Oat Note, Inc. v. Ampro Equities, Inc.

141 S.W.3d 274, 2004 Tex. App. LEXIS 6251, 2004 WL 1574519
CourtCourt of Appeals of Texas
DecidedJuly 15, 2004
Docket03-03-00382-CV
StatusPublished
Cited by6 cases

This text of 141 S.W.3d 274 (Oat Note, Inc. v. Ampro Equities, Inc.) is published on Counsel Stack Legal Research, covering Court of Appeals of Texas primary law. Counsel Stack provides free access to over 12 million legal documents including statutes, case law, regulations, and constitutions.

Bluebook
Oat Note, Inc. v. Ampro Equities, Inc., 141 S.W.3d 274, 2004 Tex. App. LEXIS 6251, 2004 WL 1574519 (Tex. Ct. App. 2004).

Opinion

OPINION

DAVID PURYEAR, Justice.

Appellant Oat Note, Inc. appeals from a trial-court judgment granting damages and attorney’s fees to appellees Ampro Equities, Inc. and WCP Development, L.P. 1 The litigation arose out of a suit filed by a third party, M & L England, L.L.C., against appellant and both appellees, regarding a piece of property that M & L England bought from Oat Note. The obligations surrounding that property were assumed by Ampro (which subsequently assigned its contractual rights and obligations to WCP) after it purchased commercial real estate from Oat Note. Ampro settled that case with M & L England for $35,000, and in the instant case sought to recoup those damages from Oat Note. A jury awarded Ampro $11,666.66 in damages from Oat Note for negligent misrepresentation and $23,582.50 in attorney’s fees, and the trial court rendered judgment accordingly.

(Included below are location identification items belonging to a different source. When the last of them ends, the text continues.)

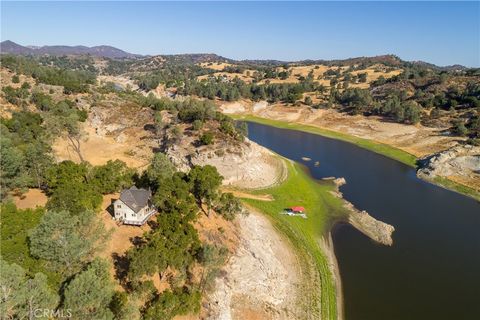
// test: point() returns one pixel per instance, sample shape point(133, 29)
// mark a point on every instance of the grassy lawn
point(319, 292)
point(377, 147)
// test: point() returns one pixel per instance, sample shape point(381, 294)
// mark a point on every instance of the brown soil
point(31, 199)
point(98, 149)
point(415, 139)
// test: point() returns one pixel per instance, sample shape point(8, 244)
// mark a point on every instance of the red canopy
point(298, 209)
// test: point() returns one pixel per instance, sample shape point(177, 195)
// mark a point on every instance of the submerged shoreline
point(372, 145)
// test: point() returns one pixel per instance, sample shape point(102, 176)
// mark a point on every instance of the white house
point(134, 206)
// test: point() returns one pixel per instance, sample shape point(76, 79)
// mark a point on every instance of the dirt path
point(31, 199)
point(246, 195)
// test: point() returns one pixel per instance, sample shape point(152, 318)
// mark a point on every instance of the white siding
point(122, 211)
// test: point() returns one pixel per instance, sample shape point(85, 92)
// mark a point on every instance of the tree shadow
point(121, 265)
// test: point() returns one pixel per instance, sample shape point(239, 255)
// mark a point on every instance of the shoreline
point(372, 145)
point(328, 248)
point(321, 282)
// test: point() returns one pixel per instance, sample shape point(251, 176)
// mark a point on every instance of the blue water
point(432, 271)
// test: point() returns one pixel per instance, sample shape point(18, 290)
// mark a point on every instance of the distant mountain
point(10, 47)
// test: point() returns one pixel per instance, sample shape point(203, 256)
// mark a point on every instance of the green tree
point(308, 100)
point(205, 182)
point(14, 228)
point(229, 206)
point(169, 304)
point(67, 241)
point(123, 307)
point(206, 138)
point(89, 294)
point(112, 176)
point(21, 295)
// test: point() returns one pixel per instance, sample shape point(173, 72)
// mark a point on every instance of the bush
point(206, 138)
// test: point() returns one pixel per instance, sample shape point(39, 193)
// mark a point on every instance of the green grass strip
point(318, 296)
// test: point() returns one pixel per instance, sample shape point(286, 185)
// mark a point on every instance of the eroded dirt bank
point(376, 230)
point(262, 277)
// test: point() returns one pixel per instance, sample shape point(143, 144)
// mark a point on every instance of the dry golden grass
point(31, 199)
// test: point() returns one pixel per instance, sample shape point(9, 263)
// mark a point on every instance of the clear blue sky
point(443, 33)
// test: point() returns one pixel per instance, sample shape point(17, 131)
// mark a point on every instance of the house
point(134, 206)
point(297, 209)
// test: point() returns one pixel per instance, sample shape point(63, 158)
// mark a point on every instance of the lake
point(432, 271)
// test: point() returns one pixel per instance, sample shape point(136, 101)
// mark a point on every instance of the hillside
point(10, 47)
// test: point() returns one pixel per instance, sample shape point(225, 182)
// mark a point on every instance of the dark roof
point(135, 198)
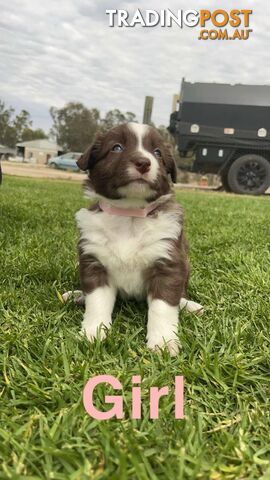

Oat Note appeals this judgment, contending that: (1) the trial court should not have rendered judgment against Oat Note for damages because Ampro purchased the property pursuant to a contract expressly stating it would rely on its own inspection and that the property would be conveyed “as is”; (2) even if Ampro was entitled to damages for negligent misrepresentation, the trial court should not have rendered judgment granting attorney’s fees because there is no statute or contractual agreement authorizing them in this dispute; and (3) the trial court should have granted declaratory judgment in favor of Oat Note, declaring the “as is” provisions of the contract determinative of the dispute and awarding Oat Note reasonable attorney’s fees. We will affirm the trial court’s judg *276 ment on issues one and three and reverse and render judgment on issue two.

FACTUAL AND PROCEDURAL BACKGROUND

Oat Note entered into a contract in January 1997 to sell a piece of land in a commercial subdivision to M & L England for use as a gymnastics training center. This contract contained a provision requiring M & L England to improve an existing low-water crossing on the property per city regulations. It further required Oat Note to construct a road leading from the highway to the low-water crossing on the land it retained adjacent to that sold to M & L England. Oat Note was obligated to finish construction on this road within sixty days after completion of the low-water crossing. M & L England completed the improvements to the low-water crossing in March 1998.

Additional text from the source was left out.